The molecular mechanisms of analyte for NETs were widely explored in recent years, as an on/off switch and CgA which control the dense-core secretory granule bio-genesis in endocrine cells. The synthesis of CgA itself can be regulated by hormones and can serve as a guide in controlling hormone secretion (8). Studies have also reported that the combination of CgA and other serum biomarkers can be recommended in patients with well-differentiated NETs (5). The clinical values of serum CgA and NSE were explored from our data. Moreover, a preliminary integrated monitoring of serum CgA and NSE was conducted in this study. In our study, of the prognostic parameters for OS, CgA was the most significant, and the combined detection of CgA and NSE was a more accurate prognostic variable for well-differentiated NF-pNET patients. Kaplan–Meier curves clearly indicate an association between CgA and NSE concentrations and survival (Fig. 6). Considering a majority proportion of WHO G1 and G2 NF-pNET patients, it is clear that within all histological NF-pNET groups, a combination of multiple biomarkers proved to be more sensitive for identifying and discriminating the disease than each marker alone.

However, there are still some possible limitations for the combined monitoring: the first factor is related to monotonous category of NF-pNETs; the clinical values of such a pair of serum oncological markers in NETs from gastrointestinal or other systems were not explored. The anatomical complexity with varied range of histology and the diversity of treatment options in gastrointestinal tract make the research difficult to perform. Furthermore, more detailed research works of the tumor indicators for prediction of NETs in specific organs are still required in the future.

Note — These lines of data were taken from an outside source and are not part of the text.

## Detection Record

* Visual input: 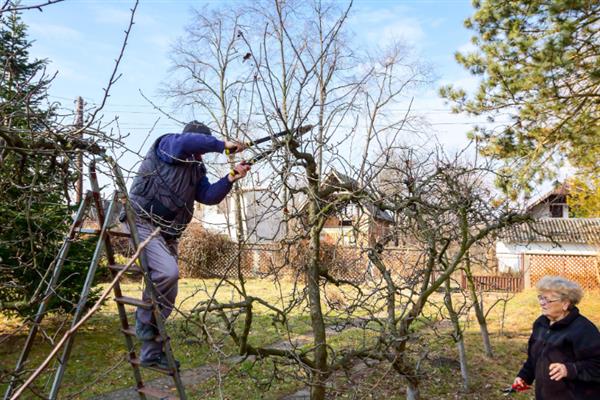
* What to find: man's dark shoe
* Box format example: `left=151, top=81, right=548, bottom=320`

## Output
left=135, top=318, right=158, bottom=341
left=140, top=353, right=180, bottom=369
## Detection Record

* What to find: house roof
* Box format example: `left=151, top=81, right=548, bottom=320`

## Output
left=527, top=183, right=569, bottom=210
left=501, top=218, right=600, bottom=244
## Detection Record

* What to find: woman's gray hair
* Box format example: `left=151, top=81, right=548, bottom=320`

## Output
left=536, top=276, right=583, bottom=306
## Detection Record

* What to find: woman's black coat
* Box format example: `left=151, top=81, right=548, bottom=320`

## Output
left=518, top=307, right=600, bottom=400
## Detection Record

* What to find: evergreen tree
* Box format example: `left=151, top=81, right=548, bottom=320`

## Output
left=441, top=0, right=600, bottom=191
left=0, top=3, right=97, bottom=315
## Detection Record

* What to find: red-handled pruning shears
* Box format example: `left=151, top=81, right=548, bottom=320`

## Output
left=225, top=125, right=313, bottom=176
left=502, top=383, right=531, bottom=396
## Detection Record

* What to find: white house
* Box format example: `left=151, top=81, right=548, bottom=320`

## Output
left=193, top=188, right=286, bottom=243
left=496, top=185, right=600, bottom=288
left=496, top=218, right=600, bottom=272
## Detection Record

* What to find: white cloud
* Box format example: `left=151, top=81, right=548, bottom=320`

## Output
left=457, top=42, right=477, bottom=53
left=94, top=6, right=156, bottom=26
left=378, top=18, right=425, bottom=46
left=29, top=22, right=83, bottom=41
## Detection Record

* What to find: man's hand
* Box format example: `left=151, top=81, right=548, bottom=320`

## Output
left=549, top=363, right=568, bottom=381
left=225, top=140, right=248, bottom=155
left=227, top=161, right=250, bottom=183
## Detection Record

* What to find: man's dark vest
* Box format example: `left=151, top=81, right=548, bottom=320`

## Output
left=129, top=136, right=206, bottom=239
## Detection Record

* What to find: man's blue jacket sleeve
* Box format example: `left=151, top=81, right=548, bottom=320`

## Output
left=156, top=133, right=225, bottom=164
left=156, top=133, right=233, bottom=205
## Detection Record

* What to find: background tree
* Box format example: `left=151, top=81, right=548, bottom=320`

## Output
left=441, top=0, right=600, bottom=188
left=0, top=3, right=98, bottom=314
left=567, top=175, right=600, bottom=218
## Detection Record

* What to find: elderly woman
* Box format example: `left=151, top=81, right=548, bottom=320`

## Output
left=514, top=276, right=600, bottom=400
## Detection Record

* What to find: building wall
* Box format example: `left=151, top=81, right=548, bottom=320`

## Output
left=496, top=242, right=600, bottom=272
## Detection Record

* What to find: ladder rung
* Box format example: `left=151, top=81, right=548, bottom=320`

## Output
left=121, top=326, right=163, bottom=343
left=108, top=231, right=131, bottom=237
left=75, top=228, right=131, bottom=237
left=129, top=357, right=173, bottom=375
left=138, top=386, right=179, bottom=400
left=121, top=326, right=137, bottom=337
left=115, top=296, right=152, bottom=310
left=108, top=264, right=142, bottom=275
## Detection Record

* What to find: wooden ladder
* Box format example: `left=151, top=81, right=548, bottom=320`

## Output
left=4, top=157, right=187, bottom=400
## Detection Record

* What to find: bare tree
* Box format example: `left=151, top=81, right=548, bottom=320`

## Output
left=361, top=150, right=526, bottom=400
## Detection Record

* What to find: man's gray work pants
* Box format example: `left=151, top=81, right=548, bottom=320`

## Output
left=123, top=218, right=179, bottom=360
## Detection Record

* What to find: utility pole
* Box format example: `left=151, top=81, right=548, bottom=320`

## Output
left=75, top=96, right=83, bottom=204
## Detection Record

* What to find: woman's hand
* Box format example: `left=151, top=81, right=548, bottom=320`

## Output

In summary, we found that the sensitivity and specificity of CgA are optimal and are good biomarkers in patients with NF-pNETs; NSE enhances the diagnostic value of CgA for NF-pNETs. We also proved the value of combined test of CgA and NSE in reflecting primary and metastatic tumor burden(s), indicating therapeutic response during treatment. Furthermore, the combined test of CgA and NSE revealed a more certain and accurate significance correlated with clinical characteristics and, particularly, the prognosis.

Declaration of interest

The authors declare that there is no conflict of interest that could be perceived as prejudicing the impartiality of the research reported.

Funding

This study was supported by National Natural Science Foundation of China (81401923 and 81572294), CSCO-Novartis neuroendocrine tumor development fund (2013) and Novartis China GEP/NET Registry (CSMS955ACN11).

Acknowledgements

The authors thank all the doctors and nurses during the diagnosis, treatment and the detection process.